Central Clearing…for Bonds!?

This news item in Finextra, clearly the product of a press release from NYSE Euronext, has got me all hot under the collar and forced me out of hiding.

I know other systems are working on this, EuroTLX for example, tie up with Borsa Italiana from memory. Naturally the other two Cassiopeia Bond Exchanges (Galaxy, MTS Credit) must also be working away on this. I understand why all 3 are, less so EuroTLX, because without it how do you differentiate yourselves?

The merits of the Cassiopeia project could take up another post – personally I think it is doomed to fail, or at best one may survive, I mean how will these exchanges function in a crisis like 2008-09? Which is what they are supposedly designed for! But lets look at the specifics of this “news” items and specifically the reasons why a CCP for cash bonds is so important.

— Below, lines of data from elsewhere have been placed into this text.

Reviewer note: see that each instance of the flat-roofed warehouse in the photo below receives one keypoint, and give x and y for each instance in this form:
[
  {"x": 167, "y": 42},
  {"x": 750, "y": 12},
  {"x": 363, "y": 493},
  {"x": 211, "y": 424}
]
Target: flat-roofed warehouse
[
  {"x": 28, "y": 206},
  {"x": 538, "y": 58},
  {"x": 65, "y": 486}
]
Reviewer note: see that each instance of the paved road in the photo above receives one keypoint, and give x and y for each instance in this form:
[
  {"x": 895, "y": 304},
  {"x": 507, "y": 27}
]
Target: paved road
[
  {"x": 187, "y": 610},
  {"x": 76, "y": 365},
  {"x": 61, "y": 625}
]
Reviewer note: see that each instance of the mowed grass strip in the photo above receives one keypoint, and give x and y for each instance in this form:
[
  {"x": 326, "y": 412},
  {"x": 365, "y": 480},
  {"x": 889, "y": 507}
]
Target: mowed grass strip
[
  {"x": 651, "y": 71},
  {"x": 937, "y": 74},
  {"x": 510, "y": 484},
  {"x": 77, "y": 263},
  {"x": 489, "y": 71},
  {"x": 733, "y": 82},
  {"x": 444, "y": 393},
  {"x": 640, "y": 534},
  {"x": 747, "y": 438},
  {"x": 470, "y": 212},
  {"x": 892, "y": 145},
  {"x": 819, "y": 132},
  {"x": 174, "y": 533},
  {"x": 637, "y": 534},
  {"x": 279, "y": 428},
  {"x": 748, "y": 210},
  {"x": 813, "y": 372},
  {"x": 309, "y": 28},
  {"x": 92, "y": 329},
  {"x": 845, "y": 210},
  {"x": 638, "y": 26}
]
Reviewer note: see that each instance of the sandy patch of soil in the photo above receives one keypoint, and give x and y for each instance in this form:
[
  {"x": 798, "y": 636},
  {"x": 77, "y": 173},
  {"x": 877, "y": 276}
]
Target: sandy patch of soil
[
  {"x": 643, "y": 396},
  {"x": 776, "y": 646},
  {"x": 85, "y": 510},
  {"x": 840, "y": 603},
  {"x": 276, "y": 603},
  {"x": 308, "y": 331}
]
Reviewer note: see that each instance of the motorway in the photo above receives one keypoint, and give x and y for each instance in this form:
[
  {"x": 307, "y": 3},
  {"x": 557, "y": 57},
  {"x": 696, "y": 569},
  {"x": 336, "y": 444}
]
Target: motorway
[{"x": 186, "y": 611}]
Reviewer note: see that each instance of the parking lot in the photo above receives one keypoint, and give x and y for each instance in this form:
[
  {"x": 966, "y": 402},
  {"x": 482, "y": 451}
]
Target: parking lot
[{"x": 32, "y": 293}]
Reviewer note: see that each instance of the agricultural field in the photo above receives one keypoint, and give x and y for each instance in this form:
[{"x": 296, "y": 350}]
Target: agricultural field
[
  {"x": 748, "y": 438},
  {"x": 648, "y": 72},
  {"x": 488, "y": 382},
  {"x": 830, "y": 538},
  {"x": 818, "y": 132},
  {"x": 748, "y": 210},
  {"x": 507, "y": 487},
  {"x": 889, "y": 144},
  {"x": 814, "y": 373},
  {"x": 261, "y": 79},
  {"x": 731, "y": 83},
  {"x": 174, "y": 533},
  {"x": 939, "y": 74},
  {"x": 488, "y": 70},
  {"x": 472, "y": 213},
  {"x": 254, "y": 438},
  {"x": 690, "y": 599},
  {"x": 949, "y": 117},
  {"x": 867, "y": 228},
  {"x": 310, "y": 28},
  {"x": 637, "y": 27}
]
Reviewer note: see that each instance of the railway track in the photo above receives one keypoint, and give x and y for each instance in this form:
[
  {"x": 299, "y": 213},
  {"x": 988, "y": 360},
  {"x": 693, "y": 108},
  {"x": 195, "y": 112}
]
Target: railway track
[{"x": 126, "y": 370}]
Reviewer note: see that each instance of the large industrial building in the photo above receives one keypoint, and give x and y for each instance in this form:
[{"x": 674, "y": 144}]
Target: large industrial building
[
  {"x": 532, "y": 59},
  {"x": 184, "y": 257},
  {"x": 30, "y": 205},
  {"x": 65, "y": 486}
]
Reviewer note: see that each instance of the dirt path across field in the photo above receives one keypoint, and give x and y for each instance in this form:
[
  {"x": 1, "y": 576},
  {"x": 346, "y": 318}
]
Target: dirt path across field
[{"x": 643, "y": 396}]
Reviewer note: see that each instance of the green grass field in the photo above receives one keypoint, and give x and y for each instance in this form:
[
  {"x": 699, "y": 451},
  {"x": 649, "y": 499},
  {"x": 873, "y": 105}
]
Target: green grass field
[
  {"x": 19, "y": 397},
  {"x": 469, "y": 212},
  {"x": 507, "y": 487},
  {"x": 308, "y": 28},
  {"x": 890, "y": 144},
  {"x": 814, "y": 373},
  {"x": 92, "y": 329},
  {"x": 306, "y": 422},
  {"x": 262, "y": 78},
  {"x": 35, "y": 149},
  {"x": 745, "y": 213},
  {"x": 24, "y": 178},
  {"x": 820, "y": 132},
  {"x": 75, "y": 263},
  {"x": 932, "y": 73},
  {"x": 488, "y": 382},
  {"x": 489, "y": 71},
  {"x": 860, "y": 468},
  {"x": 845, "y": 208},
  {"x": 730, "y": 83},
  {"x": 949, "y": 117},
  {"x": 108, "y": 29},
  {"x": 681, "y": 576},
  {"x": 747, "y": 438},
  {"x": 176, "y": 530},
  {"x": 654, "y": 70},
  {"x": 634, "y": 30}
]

1. Mitigation of counterparty risk – eh? Ever heard of DVP (delivery versus payment) and T+3 or sooner, the number of counterparts is far, far more diverse than in IRS or CDS…is this really a problem?
2. Benefit from STP – what? this doesn’t existing on platforms such as Broketec, Tradeweb etc? Of course it does! It exists today!
3. Regulator demands to bring clearing to OTC products – yes…OTS DERIVATIVES! Not cash bonds! This point is, in my view, misleading at best.

Intuitively you can see some benfits of CCP in cash bonds, maybe it opens the market place to more participants who are unable to particpate due to credit issues (again is this really a big problem?). However bonds are already expensive enough to settle, adding a CCP including initial and variation margins plus all the work required in terms of IT resource…given how cost conscious most Banks are at the moment…

Anyway, my 2cents worth, feel free to disagree, but make sure you say why!